Bloomberg reports, “Eli Lilly & Co. (has) filed a notice (against Canada) that it will seek arbitration under the terms of the North American Free Trade Agreement. …The Indianapolis-based firm claims recent decisions by Canadian courts invalidating 17 drug patents over ‘utility’ requirements have made the country an outlier among major developed countries. …Companies that produce generic drugs have challenged Lilly’s patent for Strattera, used for treating attention-deficit disorder. …The company said it hopes to resolve the dispute ‘through consultations and negotiations’.”

In August 2010, Bloomberg reported, “U.S. District Judge Dennis M. Cavanaugh in Newark, New Jersey, invalidated a patent on (Strattera) that would have prevented sales of copies until May 2017. The ruling yesterday favors generic-drug companies…. Lilly said it expects ‘near-term entry’ of generic versions and reduced its sales forecast (although the company reported $21.8 billion in revenue).
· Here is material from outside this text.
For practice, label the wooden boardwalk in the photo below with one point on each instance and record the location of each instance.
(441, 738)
The company is seeking to preserve patent protection on its drugs because Zyprexa and Cymbalta, accounting for more than a third of its revenue, already face generic competition by 2013.” But today, Bloomberg reports, “Last year, Lilly won an appeals court ruling in the U.S. that overturned a judge’s decision invalidating the Strattera patent.”

In September 2012, the Toronto Star reported, “There have been 174 reports of suspected serious side effects for Strattera since Health Canada approved its use in 2004.” Those “suspected serious side effects” include: “52 suicidal ideation; 10 suicide attempts; 7 intentional self-injury; 1 completed suicide.”
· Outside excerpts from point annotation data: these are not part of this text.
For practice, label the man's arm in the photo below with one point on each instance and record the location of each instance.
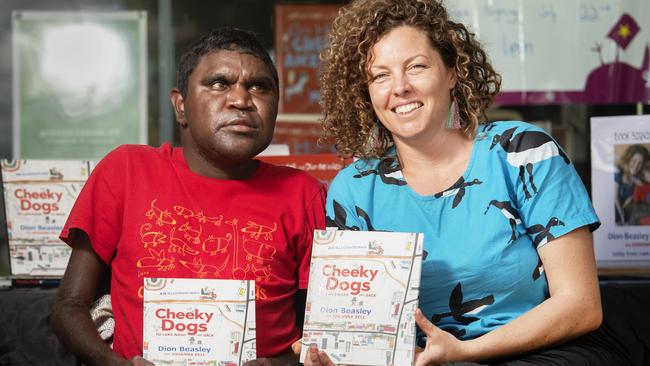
(71, 319)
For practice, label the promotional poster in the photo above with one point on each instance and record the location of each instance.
(620, 159)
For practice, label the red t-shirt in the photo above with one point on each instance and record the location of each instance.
(148, 215)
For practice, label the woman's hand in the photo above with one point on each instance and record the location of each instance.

Colleen Fuller, co-founder of PharmaWatch, has commented on the situation of drug prices in Canada. She told the Vancouver Observer, “We have some of the highest drug prices in the world – and we have the lowest public funding for prescription medicines within the Organization for Economic and Co-operation and Development. We have the highest generic drug prices, the second-highest brand name prices, and one of the lowest levels of public funding. The lack of public involvement both in funding and monitoring drugs means that, not only are people exposed to a much higher risk when they use prescription medicines, but they’re paying a much higher price than they should be paying. The industry has huge tentacles in government both nationally and provincial. What they want is more drugs on the market, they want them approved quickly, they want to be able to charge the highest price that they possibly can, and the government should just butt out. All they care about is money, and that is the bottom line.”